Dos emes en realce (tercera entrega)



Hubo un día, ya adolescente, que su abuelo materno tuvo una larga conversación con el tras una de las palizas paternas entre caprichosas y semialcohólicas cuyas causas nunca quedaban claras y que eran el pan nuestro de cada día en lo que quedaba de los hogares de los cuarenta. Manolo a menudo habla de aquella charla que vino a resumirse en que con su padre las cosas siempre serían así pues así habían sido con su abuelo desde el suicidio del bisabuelo; que él vería si se quedaba o se iba pero que si se iba tenía que ser ahora, cuando aun no se había pasado a mayores y todavía podía labrarse una vida fuera del valle.
-Pero, tenlo presente, si te vas no vuelvas por mal que te vaya todo. No vuelvas jamás a menos que puedas tirarles el dinero a la cara a todos. Si no, mejor dejarse morir bajo un puente.

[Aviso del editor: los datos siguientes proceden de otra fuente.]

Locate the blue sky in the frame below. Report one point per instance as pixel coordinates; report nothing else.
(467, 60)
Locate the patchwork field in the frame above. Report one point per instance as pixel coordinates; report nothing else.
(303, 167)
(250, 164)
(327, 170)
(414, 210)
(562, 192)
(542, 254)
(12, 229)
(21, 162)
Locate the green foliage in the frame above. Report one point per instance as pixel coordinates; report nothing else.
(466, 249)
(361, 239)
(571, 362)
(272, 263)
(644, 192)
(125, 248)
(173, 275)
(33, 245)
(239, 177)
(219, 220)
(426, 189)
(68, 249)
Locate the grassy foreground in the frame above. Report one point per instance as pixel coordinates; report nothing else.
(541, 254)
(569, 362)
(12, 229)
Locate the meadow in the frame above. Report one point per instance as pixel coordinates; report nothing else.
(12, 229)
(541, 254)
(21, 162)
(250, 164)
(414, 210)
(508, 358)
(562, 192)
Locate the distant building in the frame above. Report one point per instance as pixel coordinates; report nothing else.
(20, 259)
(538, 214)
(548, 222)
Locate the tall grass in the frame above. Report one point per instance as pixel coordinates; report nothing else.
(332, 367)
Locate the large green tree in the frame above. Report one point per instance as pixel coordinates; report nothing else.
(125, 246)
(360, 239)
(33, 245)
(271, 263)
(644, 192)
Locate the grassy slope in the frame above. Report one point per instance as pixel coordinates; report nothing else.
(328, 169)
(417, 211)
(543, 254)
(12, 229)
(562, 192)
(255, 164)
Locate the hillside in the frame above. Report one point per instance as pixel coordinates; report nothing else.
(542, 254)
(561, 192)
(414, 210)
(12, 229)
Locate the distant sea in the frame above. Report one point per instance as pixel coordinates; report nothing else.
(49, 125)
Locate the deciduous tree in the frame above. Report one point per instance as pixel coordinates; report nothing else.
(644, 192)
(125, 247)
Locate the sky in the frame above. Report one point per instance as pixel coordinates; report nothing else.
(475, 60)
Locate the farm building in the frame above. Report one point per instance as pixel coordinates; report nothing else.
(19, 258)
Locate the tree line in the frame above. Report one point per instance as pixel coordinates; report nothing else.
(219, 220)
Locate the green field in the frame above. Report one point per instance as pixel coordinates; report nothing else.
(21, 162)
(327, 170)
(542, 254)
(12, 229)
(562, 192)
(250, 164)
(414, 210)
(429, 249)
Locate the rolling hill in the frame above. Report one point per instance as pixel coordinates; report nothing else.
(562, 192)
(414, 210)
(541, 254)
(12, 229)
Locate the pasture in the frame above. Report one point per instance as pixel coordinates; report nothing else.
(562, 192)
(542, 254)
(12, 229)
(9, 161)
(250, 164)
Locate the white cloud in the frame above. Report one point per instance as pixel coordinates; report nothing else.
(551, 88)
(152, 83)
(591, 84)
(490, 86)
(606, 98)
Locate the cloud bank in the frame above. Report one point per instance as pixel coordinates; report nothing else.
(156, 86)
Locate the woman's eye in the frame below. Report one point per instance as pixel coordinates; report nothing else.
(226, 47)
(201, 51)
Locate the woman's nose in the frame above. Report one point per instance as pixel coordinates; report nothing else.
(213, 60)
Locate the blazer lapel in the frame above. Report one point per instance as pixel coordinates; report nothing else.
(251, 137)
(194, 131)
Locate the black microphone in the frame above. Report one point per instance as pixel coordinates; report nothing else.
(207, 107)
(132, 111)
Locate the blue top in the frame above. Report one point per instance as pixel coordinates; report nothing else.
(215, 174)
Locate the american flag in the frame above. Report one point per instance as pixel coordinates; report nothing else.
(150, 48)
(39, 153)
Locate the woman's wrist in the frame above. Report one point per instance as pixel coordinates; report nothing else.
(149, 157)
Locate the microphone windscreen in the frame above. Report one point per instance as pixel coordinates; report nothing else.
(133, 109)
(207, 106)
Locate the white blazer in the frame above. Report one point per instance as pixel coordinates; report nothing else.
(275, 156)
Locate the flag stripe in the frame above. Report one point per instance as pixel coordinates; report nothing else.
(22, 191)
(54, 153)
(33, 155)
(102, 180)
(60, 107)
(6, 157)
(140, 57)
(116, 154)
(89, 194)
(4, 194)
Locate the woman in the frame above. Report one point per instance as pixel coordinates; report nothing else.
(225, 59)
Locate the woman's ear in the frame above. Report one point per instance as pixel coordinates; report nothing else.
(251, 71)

Así fue como Manolo, la otra eme bordada en realce, salió del pazo en ruinas para no volver hasta pasados más de treinta años, con unos pocos duros en el bolsillo que le dio su abuelo, la clásica maleta de madera y un bachillerato prendido con alfileres que se caían a una velocidad alarmante. Por entonces, entre varicelas y catarros, Mariola aprendía sus primeras letras.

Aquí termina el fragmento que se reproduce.